Bishop Elizabeth was present at the election of a new primate for South Sudan last month and sources tell AI she was introduced to the secretary general of the Anglican Consultative Council and the Archbishop of Canterbury’s Advisor for International Affairs. However, neither the ACNS or Lambeth Palace has issued a statement of congratulations — as has been the custom for every other woman bishop from the developing world.
Some of the South Sudanese bishops learned of the consecration when they gathered to elect a new archbishop in Juba last month. No formal discussion has yet been held on the question of women bishops with the South Sudan church, nor has a provincial wide policy been established. Sources in the South Sudan House of Bishops note the question of an assistant woman bishop for Rumbek is of secondary concern in light of the uproar over alleged irregularities in the election of a successor of Archbishop Deng.
The election of the new archbishop was hailed by the Anglican Communion News Service as a model for South Sudan’s civil society in good government. No statement has been issued from London, however, in light of the claims of fraud, bullying and electoral malfeasance in the archiepiscopal election — problems that mirror issues facing South Sudan’s civil authorities.
The consecration of a woman bishop in a GAFCON province in violation of the moratorium agreed in 2014 was “difficult”, but would not lead to a parting of ways for the reform movement, AI’s source said. Reactions to the news would vary widely — from condemnation to congratulations with GAFCON — but the GAFCON leadership believed they would hold together in the fight to renew the Anglican way.
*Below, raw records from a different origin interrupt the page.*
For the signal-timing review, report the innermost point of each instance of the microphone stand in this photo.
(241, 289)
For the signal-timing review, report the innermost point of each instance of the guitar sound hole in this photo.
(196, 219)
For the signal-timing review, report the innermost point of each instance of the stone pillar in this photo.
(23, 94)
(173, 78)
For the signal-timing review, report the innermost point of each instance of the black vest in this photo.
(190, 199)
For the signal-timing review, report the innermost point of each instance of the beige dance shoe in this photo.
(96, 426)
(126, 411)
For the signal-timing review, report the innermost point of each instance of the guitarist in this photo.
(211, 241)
On 9 Feb 2018 the Most Rev. Peter Jensen released a statement on behalf of the GAFCON secretariat that stated it would take a wait and see attitude, noting that the group’s formal position was laid out in a report prepared in January 2017 on women in the episcopate.
The statement said:
From the beginning of the Gafcon movement there have been a variety of understandings among our members on the question of consecrating women to the episcopate. Recognising that this issue poses a threat to the unity we prize, the Primates agreed in 2014 to do what was within their power to affect a voluntary moratorium on the consecration of women to the episcopate. They then set up the Task Force on Women in the Episcopate, chaired by Bishop Samson Mwaluda which presented a report to the 2017 Gafcon Primates Council.
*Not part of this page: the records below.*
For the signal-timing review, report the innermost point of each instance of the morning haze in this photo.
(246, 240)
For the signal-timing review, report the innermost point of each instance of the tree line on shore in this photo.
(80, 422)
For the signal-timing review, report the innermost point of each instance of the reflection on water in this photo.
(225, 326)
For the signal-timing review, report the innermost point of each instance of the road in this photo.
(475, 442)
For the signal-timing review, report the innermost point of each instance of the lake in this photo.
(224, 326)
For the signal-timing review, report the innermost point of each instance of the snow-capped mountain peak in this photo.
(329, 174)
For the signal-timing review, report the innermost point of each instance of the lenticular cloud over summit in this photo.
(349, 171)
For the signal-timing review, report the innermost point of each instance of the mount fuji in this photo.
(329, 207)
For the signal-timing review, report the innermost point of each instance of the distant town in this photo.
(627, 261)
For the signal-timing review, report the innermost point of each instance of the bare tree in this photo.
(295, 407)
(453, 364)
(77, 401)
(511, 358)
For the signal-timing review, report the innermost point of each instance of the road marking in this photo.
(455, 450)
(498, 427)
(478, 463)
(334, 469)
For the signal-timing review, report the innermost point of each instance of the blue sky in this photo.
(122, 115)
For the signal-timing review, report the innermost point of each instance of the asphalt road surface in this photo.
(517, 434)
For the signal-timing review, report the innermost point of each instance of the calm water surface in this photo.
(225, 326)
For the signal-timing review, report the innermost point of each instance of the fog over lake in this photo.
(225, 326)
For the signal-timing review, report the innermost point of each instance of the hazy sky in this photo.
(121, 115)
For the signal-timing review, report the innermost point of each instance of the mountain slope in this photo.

In discussions at this Council, the Primate of South Sudan, Archbishop Deng Bul (who had not been present when the moratorium was agreed) shared with us that his personal decision to consecrate a female bishop was an extraordinary action taken in the midst of civil unrest in a part of his country where most of the men were engaged in armed conflict.
The Gafcon Primates chose to not allow this anomaly to change the course followed since 2014. The Task Force was asked to continue to provide theological resources, and the Provinces were urged to continue the study of Scripture, to consult with one another and to pray that God will lead us to a common mind. The voluntary moratorium remained in place.
In accordance with these decisions, the Task Forces’ Report … is now being discussed at the regional level in advance of the April Gafcon Primates Council and the Global Anglican Future Conference in Jerusalem this June. Our hope is that the newly elected Primate of South Sudan will join us in these discussion as we seek to find a common mind, looking to maintain the unity of the Spirit in the bond of peace.